I've been keeping an eye on it, the last time I looked at it only reading was implemented.

squarecog · on Dec 27, 2016

You may be interested in what Wes McKinney has to say on the topic: http://wesmckinney.com/blog/outlook-for-2017/ (you can read/write using pyarrow)

zitterbewegung · on Jan 1, 2017

Hey, I started working on a project that attempts to solve this problem. Its at https://github.com/zitterbewegung/dataknife

lsb · on Dec 27, 2016

For a few hundred gigs I've found SQLite is a very efficient storage format, plus b-trees and declarative data access for free.

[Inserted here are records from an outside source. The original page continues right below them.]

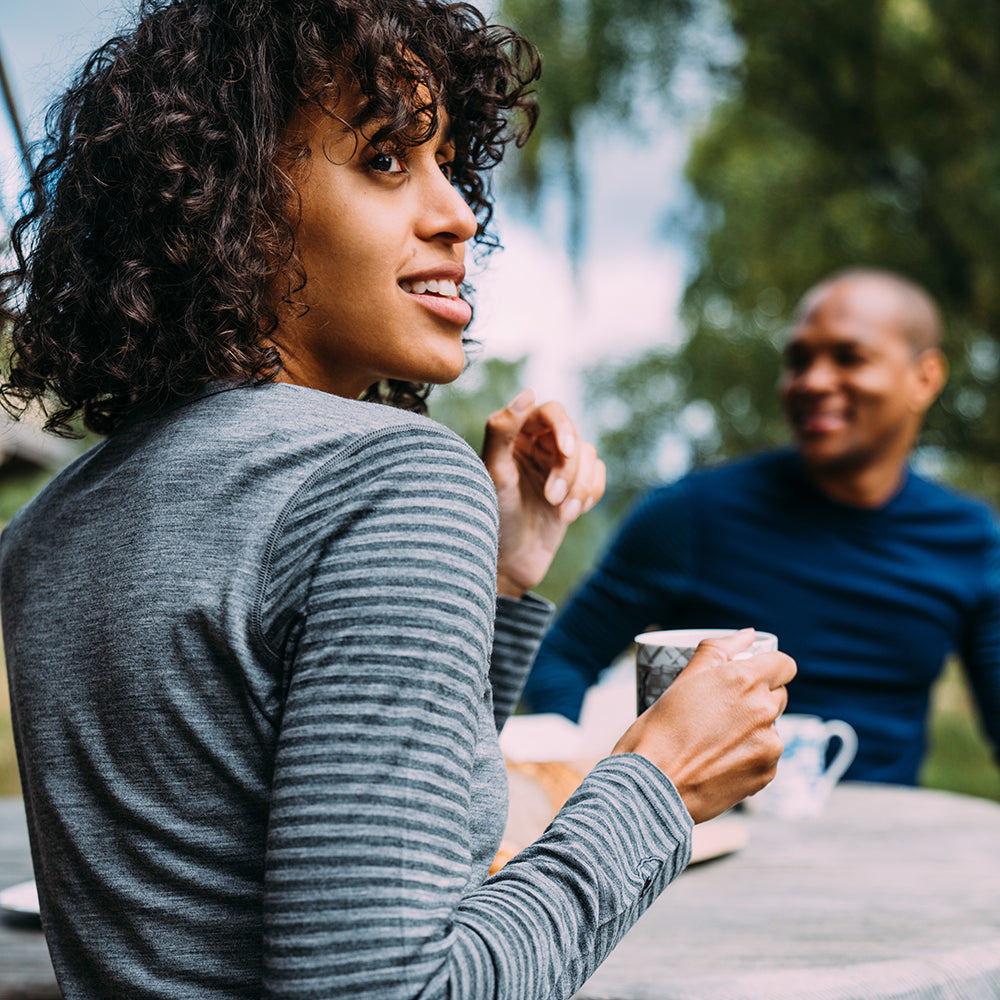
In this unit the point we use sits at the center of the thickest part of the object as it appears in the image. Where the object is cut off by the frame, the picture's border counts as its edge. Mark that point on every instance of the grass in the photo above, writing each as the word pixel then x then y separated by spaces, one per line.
pixel 959 757
pixel 958 760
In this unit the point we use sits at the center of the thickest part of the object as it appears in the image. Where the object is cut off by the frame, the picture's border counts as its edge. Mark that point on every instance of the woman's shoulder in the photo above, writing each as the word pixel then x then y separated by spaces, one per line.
pixel 307 425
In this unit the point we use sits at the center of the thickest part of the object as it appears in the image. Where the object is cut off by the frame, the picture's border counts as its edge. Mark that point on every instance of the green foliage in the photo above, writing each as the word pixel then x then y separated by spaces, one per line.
pixel 958 757
pixel 851 134
pixel 846 134
pixel 611 56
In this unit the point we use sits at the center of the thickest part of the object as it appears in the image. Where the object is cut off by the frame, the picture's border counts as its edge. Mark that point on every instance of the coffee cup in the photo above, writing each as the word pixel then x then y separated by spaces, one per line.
pixel 805 778
pixel 661 656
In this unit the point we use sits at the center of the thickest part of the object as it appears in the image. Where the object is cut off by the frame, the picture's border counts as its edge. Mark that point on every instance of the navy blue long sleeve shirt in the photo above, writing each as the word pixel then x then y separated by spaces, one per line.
pixel 868 602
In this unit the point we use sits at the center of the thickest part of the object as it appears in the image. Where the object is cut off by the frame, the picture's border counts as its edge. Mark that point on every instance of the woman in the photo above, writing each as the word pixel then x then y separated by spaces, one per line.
pixel 260 638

vistarchris · on Dec 27, 2016

I've never tried it myself, but there is this standlone JAR for dumping columns from a parquet file:

https://github.com/Parquet/parquet-mr/tree/master/parquet-to...

tjholowaychuk · on Dec 28, 2016

Totally. I was kind of surprised there weren't really many other implementations, in Go etc. I ended up rolling my own columnar format since I don't need parity, but it would be great to have more implementations, I don't want to touch Java personally.

whatnotests · on Dec 27, 2016

I'm curious about where the threshold lies between "ELK Stack is good enough" and "We need Parquet".

coredog64 · on Dec 27, 2016

My employer is doing a lot of this, mostly for cost reduction. Keeping live data in ElasticSearch (or some other horizontally scalable system) is expensive. Far cheaper to keep a small portion live and the rest in S3.

Also worth mentioning that managed ES in AWS has a hard limit of 20 data nodes with 512GB of EBS. We've outgrown that and are now looking hard at alternatives like this.